The Nathan Hale statue inside the Connecticut State Capitol in Hartford, around 1891. Image from Hartford Illustrated (1891).
The statue in 2019:
Perhaps the most celebrated Revolutionary War figure from Connecticut is Nathan Hale, the young schoolteacher-turned-soldier who was hanged as a spy in 1776. He is memorialized by several statues throughout the state, including here in the east wing of the state capitol building. This statue was designed in 1886 by sculptor Karl Gerhardt, and it is made of bronze atop a marble base, on which is inscribed Hale’s famous, if possibly apocryphal last words: “I only regret that I have but one life to lose for my country.”

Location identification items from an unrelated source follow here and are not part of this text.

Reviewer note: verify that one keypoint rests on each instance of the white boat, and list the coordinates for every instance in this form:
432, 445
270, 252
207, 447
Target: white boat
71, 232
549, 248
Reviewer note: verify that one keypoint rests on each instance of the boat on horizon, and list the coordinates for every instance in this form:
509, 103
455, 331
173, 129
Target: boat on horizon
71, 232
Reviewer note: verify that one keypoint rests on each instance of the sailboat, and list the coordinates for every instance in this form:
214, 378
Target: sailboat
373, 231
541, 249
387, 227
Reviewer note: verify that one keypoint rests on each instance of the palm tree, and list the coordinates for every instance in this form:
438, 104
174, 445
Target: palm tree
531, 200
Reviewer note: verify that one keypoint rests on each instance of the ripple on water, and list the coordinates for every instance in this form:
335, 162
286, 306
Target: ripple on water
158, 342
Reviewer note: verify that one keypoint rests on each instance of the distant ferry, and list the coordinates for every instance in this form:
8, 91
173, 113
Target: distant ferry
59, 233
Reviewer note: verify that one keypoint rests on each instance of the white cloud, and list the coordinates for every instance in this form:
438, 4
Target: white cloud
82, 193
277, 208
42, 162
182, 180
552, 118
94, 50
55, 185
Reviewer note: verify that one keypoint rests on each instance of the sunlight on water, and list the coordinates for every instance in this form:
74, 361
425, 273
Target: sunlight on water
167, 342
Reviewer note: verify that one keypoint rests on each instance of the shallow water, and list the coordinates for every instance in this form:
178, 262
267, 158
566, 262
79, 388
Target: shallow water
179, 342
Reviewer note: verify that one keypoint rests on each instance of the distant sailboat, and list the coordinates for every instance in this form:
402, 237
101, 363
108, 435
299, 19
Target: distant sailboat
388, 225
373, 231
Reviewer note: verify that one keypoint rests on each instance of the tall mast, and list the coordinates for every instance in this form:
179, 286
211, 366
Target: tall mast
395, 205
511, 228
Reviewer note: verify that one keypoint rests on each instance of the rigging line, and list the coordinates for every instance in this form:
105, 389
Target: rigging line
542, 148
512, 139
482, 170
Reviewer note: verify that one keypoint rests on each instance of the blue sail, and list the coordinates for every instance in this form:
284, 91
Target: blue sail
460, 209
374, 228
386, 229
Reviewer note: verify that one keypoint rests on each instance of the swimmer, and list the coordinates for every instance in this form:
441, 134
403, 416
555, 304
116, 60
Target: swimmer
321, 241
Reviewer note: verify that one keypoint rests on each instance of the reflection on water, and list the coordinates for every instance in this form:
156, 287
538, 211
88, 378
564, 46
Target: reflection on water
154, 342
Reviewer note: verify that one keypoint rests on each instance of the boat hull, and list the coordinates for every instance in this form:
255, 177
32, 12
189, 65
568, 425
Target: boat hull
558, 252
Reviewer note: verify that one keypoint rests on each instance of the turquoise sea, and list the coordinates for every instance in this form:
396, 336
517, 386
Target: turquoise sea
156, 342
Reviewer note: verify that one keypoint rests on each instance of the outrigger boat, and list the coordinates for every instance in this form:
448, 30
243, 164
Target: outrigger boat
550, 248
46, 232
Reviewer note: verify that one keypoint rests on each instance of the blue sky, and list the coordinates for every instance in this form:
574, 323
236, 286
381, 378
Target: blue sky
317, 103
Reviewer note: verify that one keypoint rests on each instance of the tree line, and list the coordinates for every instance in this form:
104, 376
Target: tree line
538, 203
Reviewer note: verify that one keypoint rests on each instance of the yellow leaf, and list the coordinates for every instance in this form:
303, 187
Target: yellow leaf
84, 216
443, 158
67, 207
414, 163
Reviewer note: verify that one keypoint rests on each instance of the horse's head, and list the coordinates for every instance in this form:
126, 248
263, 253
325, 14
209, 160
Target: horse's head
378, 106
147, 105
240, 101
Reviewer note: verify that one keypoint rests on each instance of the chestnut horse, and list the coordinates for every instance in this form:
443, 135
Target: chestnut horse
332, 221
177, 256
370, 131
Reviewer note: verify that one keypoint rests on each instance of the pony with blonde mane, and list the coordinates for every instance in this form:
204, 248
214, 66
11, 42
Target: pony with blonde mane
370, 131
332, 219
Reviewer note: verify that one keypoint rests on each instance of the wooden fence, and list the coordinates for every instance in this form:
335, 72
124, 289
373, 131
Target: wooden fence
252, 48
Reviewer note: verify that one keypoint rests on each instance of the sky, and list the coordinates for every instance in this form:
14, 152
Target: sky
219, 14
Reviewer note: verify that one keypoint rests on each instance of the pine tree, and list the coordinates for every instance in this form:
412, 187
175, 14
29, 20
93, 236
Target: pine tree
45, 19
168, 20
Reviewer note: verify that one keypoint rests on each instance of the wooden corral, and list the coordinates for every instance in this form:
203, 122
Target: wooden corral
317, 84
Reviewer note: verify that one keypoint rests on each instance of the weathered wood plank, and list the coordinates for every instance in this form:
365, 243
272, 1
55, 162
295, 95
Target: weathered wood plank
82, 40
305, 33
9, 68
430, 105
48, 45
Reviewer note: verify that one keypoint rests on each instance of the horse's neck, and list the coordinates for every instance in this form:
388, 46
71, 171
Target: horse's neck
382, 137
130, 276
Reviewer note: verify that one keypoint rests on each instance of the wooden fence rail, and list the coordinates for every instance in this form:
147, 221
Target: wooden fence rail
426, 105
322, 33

The statue was formally unveiled here in the capitol on June 14, 1887, in a ceremony attended by dignitaries such as Governor Phineas C. Lounsbury and Mayor Morgan Bulkeley, who would later go on to become governor and U.S. senator. The dedication address was presented by Charles Dudley Warner, a writer whose most famous work was the novel The Gilded Age: A Tale of Today, which he had co-authored with fellow Hartford resident Mark Twain.
The first photo was taken about four years after the statue was installed here, and since then essentially nothing has changed in this scene. The statue is still here in the same spot, and the interior of the capitol itself has remained well-preserved, retaining its original ornate Victorian-era design.